Washington: A new study has shown that an experimental drug called 3K3A-APC appears to reduce brain damage, eliminate brain hemorrhaging and improve motor skills in older stroke-afflicted mice and stroke-afflicted rats with comorbid conditions such as hypertension.
The research from scientists at University of Southern California provided provides additional evidence that 3K3A-APC may be used as a therapy for stroke in humans, either alone or in combination with the FDA-approved clot-busting drug therapy tPA (tissue plasminogen activator).
"Currently, tPA is the best treatment for stroke caused by a blocked artery, but it must be administered within three hours after stroke onset to be effective," study's lead investigator, Berislav V. Zlokovic, from the Keck School of Medicine of USC said.

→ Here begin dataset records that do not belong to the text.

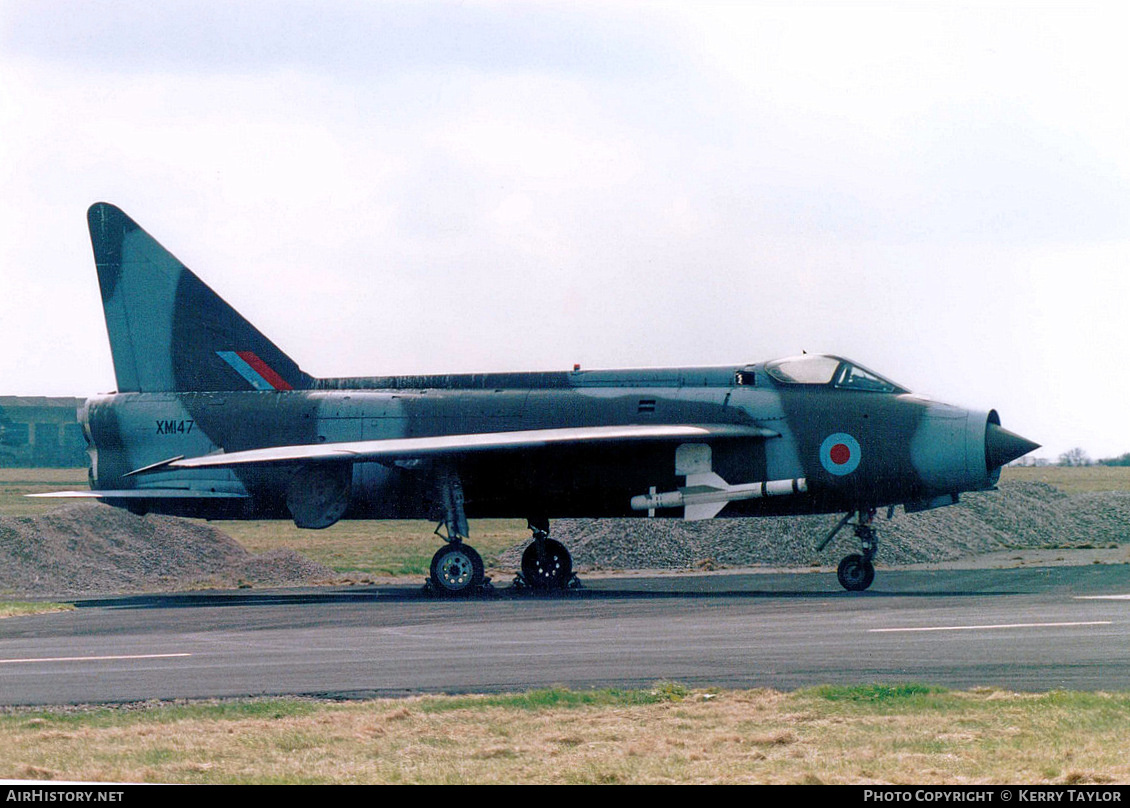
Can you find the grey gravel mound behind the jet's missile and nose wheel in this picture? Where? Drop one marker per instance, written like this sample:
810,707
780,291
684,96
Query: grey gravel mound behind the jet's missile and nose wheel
1020,516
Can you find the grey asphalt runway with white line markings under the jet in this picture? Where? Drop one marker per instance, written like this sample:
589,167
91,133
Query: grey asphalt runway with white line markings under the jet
1033,629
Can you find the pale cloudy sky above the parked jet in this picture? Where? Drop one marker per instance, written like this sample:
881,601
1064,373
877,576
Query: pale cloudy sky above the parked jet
938,190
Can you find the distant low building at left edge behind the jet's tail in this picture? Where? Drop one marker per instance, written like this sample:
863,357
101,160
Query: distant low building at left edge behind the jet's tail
39,431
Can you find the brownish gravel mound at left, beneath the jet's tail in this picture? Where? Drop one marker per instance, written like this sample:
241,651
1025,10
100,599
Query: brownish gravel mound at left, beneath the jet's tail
89,550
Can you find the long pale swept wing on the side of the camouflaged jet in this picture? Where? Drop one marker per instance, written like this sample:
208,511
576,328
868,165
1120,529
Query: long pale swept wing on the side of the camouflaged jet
405,448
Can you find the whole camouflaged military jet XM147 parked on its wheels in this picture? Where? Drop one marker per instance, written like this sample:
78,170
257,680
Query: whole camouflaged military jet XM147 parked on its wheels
212,420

Zlokovic said that because of this limited window, only a small fraction of those who suffer a stroke reach the hospital in time to be considered for tPA. The studies show that 3K3A-APC extends tPA's therapeutic window and counteracts tPA's tendency to induce bleeding in the brains of animals having a stroke.
3K3A-APC has been shown to have a protective effect on the lining of blood vessels in rodent brains, which appears to help prevent bleeding caused by tPA.

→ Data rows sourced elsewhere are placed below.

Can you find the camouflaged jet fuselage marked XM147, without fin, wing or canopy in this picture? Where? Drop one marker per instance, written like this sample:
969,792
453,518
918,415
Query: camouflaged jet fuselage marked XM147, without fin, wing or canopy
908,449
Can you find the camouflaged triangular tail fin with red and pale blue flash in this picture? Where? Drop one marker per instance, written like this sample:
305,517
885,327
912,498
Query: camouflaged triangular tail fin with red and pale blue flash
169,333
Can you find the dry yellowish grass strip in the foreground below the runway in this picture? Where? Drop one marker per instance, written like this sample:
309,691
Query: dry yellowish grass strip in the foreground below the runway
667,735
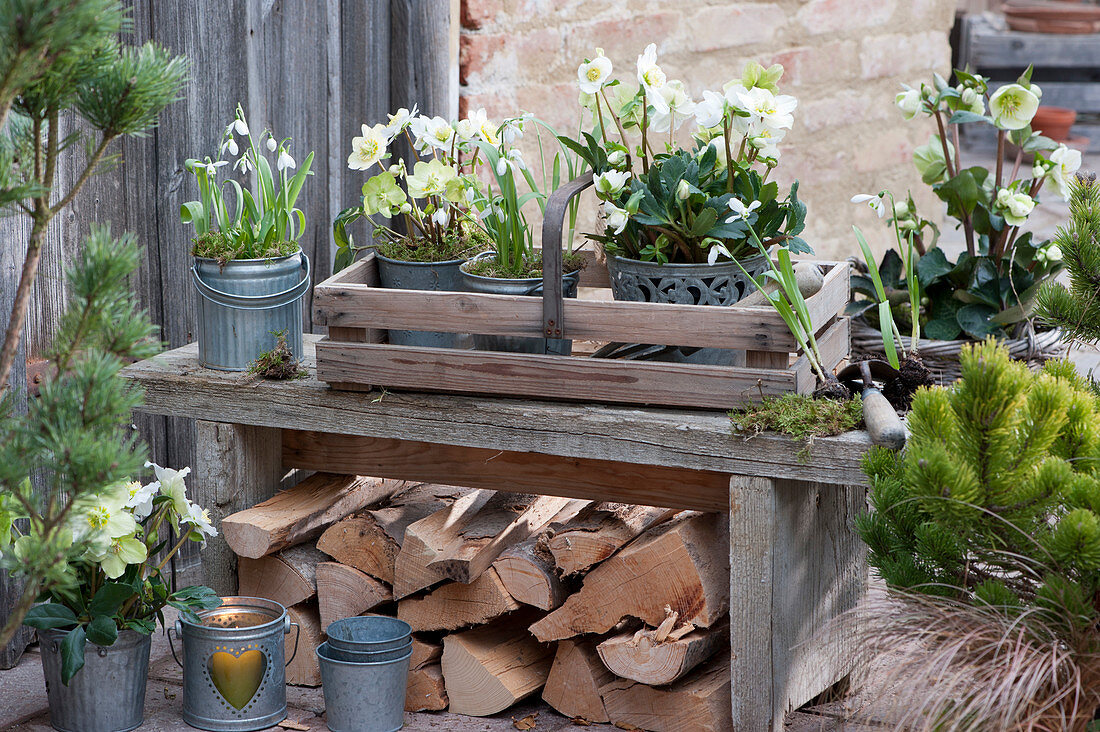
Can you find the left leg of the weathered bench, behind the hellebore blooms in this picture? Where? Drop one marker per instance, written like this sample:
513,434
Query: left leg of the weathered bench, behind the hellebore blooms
237,467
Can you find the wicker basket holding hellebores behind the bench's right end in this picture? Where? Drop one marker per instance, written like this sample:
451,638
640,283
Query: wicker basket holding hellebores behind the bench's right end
942,357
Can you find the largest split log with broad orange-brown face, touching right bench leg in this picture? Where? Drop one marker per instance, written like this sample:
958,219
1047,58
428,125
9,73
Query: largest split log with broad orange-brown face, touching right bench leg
683,564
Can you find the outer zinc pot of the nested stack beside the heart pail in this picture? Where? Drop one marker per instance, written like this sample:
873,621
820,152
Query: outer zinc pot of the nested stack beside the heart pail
364,697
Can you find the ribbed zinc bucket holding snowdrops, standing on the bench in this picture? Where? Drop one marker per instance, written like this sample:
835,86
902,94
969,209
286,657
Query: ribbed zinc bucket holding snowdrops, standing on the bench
244,304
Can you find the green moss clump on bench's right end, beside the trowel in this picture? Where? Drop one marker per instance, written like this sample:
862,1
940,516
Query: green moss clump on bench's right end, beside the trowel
801,417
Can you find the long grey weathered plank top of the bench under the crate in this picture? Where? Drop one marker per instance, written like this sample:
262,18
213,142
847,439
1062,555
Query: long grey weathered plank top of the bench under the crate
702,441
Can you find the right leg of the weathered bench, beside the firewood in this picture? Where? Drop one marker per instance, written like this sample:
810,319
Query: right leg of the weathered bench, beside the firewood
796,565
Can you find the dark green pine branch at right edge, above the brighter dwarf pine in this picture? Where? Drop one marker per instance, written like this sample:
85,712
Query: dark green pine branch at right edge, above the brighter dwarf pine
1076,310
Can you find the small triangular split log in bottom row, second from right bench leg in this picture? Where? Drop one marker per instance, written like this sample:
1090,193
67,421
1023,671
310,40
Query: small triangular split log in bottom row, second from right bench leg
575,682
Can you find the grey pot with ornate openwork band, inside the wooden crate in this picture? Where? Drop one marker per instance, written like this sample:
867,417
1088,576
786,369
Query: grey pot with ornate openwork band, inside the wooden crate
721,285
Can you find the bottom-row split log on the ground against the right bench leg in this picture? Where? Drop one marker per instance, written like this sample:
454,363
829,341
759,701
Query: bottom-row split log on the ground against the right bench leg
699,703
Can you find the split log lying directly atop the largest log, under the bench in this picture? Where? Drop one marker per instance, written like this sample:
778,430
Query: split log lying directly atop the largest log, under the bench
600,531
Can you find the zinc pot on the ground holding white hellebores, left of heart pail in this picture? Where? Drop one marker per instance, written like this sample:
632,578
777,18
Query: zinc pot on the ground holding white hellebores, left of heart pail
108,695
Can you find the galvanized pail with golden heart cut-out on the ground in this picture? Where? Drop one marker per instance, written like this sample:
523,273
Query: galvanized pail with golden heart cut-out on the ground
235,674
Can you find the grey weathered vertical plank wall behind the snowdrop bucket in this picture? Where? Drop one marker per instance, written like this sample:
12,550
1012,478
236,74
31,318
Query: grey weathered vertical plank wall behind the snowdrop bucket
311,70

In collaboration with Cedars-Sinai Medical Center and The Scripps Research Institute, Zlokovic and his team gave tPA- alone and in combination with 3K3A-APC- to mature female mice and male hypertensive rats four hours after stroke.
They also gave 3K3A-APC in regular intervals up to seven days after stroke.
The researchers found that, under those conditions, tPA therapy alone caused bleeding in the brain and did not reduce brain damage or improve motor ability when compared to the control. The combination of tPA and 3K3A-APC, however, reduced brain damage by more than half, eliminated tPA-induced bleeding and significantly improved motor ability.
The study is published in the journal Stroke.